In a statement, the Foreign Office said Pakistan "completely rejects these unwarranted and tendentious comments".
The Indian minister had claimed during a recent online think-tank event that the Pakistani government justified using terrorism as a policy, making it very hard to conduct relations, according to a report by Indian news outlet The Print.
"We don’t have a normal visa relationship, they are very restrictive on that score. They have blocked connectivity between India and Afghanistan and from Afghanistan to India," the report quoted Jaishankar as saying.
"Normal neighbours do visas and trade, they give you connectivity and most important they don’t practice terrorism. And I think until we address that problem, this challenge of how do you have a normal relationship with this very unique neighbour is a very troubling issue for our foreign policy."
Rejecting the minister's comments, the Foreign Office said instead of focusing on its human rights violations in occupied Kashmir, India was resorting to "fabrications and baseless allegations against Pakistan".
"Rather than reflect on its own egregious behaviour marked by illegal and unilateral actions in IIOJK, gross and systematic violations of human rights of unarmed and innocent Kashmiris, unabashed anti-minority policies and actions, incessantly bellicose statements against Pakistan, and aggressive steps in the shape of intensified violations of ceasefire along the Line of Control, India resorts to fabrications and baseless allegations against Pakistan.

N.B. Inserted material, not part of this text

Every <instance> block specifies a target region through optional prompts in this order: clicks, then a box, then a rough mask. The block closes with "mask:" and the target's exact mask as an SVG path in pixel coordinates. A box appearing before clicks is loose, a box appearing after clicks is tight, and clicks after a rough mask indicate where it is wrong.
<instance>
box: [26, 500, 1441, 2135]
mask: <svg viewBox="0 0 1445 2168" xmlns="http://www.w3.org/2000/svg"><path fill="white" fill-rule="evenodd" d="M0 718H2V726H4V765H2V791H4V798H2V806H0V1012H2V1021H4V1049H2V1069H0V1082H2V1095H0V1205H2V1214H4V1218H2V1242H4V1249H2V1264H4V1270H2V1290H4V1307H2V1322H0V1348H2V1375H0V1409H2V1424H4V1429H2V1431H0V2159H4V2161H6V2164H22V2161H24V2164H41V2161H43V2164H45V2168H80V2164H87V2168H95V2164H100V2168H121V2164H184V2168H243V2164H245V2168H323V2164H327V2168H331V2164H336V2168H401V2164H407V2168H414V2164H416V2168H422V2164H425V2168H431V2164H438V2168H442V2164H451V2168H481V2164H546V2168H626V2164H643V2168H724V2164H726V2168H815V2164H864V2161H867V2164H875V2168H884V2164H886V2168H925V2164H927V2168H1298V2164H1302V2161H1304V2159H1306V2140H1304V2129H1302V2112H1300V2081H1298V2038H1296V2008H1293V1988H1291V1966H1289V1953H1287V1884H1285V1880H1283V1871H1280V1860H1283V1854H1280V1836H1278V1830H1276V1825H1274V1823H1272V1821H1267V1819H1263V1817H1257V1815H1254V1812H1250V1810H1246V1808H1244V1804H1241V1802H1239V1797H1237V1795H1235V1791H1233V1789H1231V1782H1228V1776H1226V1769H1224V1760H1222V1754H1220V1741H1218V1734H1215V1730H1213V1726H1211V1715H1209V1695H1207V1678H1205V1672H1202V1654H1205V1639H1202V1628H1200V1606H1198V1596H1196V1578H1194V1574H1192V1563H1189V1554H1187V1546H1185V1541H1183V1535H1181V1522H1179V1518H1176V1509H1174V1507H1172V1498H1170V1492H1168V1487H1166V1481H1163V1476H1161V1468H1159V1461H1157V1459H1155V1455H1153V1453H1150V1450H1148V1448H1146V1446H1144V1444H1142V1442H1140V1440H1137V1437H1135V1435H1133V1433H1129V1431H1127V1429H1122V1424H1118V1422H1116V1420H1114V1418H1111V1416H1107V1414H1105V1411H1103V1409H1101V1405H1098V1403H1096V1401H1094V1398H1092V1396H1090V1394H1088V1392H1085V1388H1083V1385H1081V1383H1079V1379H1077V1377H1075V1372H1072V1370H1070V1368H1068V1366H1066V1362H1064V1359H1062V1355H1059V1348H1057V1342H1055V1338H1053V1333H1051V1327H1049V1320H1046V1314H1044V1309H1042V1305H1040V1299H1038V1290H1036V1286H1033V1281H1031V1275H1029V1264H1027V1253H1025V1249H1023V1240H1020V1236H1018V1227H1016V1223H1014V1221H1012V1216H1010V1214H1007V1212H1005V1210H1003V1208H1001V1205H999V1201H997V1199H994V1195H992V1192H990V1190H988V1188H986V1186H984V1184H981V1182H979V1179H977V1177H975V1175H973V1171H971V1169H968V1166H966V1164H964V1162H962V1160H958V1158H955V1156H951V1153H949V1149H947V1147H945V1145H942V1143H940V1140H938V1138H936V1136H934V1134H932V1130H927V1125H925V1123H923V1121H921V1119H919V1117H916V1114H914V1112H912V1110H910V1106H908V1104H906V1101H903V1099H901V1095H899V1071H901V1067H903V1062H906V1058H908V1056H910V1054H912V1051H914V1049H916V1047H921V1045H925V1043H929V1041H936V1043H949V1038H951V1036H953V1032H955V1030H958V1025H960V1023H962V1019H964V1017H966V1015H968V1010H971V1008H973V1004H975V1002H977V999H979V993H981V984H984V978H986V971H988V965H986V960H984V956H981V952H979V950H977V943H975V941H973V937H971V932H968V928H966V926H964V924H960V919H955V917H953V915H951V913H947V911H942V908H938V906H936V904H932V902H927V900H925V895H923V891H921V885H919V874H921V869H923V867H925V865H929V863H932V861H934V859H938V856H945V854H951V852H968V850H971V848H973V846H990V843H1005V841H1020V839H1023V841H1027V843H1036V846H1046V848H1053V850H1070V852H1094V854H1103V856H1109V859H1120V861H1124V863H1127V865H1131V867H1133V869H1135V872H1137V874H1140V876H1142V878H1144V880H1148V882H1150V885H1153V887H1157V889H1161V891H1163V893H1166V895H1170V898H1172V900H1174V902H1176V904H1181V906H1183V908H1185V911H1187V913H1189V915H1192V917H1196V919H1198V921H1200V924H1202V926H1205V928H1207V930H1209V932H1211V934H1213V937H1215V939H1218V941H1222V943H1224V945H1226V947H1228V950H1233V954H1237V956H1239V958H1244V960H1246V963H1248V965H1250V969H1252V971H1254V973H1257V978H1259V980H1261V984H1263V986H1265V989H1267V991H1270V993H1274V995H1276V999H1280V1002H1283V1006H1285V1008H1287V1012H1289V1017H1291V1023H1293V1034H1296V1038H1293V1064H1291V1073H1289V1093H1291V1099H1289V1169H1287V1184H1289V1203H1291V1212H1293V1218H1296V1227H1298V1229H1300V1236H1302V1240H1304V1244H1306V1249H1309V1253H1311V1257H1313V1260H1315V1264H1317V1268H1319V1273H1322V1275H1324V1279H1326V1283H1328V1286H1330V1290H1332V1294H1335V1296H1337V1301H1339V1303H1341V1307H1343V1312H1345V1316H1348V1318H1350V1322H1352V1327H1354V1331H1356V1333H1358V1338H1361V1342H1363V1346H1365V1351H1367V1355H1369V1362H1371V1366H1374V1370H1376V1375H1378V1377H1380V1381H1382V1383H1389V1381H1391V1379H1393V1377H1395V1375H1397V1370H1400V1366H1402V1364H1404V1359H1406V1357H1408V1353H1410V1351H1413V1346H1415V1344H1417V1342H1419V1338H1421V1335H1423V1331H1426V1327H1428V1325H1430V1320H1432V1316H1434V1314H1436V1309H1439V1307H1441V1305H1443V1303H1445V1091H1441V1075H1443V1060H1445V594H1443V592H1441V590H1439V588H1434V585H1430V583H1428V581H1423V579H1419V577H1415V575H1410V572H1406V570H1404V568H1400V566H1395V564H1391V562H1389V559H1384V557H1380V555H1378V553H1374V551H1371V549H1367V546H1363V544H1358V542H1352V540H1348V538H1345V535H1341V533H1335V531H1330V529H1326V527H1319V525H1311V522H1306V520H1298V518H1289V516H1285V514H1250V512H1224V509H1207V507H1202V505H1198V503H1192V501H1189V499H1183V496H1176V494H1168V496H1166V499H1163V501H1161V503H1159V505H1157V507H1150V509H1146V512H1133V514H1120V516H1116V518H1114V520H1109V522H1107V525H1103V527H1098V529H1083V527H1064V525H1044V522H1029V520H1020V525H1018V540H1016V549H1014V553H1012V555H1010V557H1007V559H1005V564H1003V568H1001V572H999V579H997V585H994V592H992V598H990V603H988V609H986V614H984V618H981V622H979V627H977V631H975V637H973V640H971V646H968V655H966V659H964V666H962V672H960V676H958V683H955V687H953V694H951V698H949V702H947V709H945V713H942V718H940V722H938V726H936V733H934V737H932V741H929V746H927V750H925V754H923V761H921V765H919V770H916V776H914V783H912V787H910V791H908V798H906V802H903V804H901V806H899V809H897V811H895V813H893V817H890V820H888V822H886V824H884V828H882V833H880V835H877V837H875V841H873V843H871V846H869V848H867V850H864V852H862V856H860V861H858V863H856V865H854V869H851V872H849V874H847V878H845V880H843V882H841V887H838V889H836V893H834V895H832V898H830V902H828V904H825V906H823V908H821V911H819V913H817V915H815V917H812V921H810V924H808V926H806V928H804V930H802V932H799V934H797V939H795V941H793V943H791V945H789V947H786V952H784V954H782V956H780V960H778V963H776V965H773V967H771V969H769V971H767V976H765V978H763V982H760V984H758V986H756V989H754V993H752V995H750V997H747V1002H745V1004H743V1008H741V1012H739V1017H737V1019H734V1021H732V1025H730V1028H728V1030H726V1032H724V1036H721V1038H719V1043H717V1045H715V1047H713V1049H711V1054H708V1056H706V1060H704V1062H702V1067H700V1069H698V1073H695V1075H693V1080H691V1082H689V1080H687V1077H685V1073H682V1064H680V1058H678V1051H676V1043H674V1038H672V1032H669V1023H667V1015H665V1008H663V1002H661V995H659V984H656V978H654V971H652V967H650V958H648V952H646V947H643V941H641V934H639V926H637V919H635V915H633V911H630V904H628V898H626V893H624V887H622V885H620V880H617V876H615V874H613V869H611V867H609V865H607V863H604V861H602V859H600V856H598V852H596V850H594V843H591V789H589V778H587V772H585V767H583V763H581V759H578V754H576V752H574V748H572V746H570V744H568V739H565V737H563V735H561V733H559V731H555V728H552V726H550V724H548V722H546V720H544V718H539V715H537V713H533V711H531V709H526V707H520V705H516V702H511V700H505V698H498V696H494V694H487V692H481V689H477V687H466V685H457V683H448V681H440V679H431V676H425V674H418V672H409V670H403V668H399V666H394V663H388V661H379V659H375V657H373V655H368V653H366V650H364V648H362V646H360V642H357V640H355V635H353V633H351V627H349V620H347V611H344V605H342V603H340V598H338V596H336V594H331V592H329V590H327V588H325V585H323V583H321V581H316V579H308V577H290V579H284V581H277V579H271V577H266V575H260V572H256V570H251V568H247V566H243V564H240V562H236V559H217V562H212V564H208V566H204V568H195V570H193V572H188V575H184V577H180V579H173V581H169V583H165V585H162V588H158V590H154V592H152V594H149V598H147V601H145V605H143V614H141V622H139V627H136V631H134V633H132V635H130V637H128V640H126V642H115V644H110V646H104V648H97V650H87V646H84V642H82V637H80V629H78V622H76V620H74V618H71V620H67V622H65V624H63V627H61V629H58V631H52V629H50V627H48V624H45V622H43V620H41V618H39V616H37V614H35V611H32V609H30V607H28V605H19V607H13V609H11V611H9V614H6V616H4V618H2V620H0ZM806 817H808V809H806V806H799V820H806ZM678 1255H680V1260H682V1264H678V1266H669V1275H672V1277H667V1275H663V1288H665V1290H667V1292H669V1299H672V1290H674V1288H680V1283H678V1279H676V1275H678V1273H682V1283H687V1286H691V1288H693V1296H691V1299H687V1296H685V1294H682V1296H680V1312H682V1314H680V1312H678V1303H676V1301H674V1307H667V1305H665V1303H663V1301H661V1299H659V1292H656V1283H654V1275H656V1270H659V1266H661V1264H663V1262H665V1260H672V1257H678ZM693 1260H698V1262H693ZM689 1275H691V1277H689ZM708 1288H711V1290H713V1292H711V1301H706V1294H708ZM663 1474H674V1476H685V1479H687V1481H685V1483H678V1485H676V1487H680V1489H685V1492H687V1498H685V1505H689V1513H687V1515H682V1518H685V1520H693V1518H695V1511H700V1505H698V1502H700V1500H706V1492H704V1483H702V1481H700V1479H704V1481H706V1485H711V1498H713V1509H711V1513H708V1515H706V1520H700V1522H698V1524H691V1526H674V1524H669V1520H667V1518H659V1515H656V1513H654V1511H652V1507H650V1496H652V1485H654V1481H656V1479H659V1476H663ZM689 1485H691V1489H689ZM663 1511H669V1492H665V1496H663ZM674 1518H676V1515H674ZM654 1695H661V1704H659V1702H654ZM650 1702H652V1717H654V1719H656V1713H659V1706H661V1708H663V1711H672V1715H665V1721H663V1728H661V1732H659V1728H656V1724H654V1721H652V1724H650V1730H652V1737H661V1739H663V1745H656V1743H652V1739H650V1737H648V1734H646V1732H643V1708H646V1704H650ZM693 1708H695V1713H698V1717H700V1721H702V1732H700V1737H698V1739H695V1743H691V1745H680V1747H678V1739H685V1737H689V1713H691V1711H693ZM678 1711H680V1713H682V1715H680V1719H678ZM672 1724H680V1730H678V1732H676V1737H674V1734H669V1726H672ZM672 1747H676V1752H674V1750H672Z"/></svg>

"Clearly, an acknowledged perpetrator of state-terrorism cannot masquerade as a ‘victim’ of terrorism," the statement said.
The FO pointed out that India portrayed Kashmiris killed in fake "encounters" and "cordon-and-search" operations as terrorists to divert the attention of the international community from the its atrocities in the occupied valley, which it said reflected the "moral bankruptcy of the Indian leadership".
"The so-called preachers of trade and connectivity should also tell the world as to who is blocking regional cooperation and the Saarc (South Asian Association for Regional Cooperation) process, with its next summit pending since 2016. Indian sophistry and obfuscation can neither hide hard facts, nor succeed in misleading the world community," it said.
The statement said it was the "RSS-BJP regime’s dangerous policies of 'Hindutva' and 'Akhand Bharat'" that continued to victimise the people in occupied Kashmir and minorities elsewhere in India and "create problems with nearly all of India’s neighbours".
"Obviously, ‘normal’ relations with its neighbours remain contingent upon India beginning to act normally," the statement said.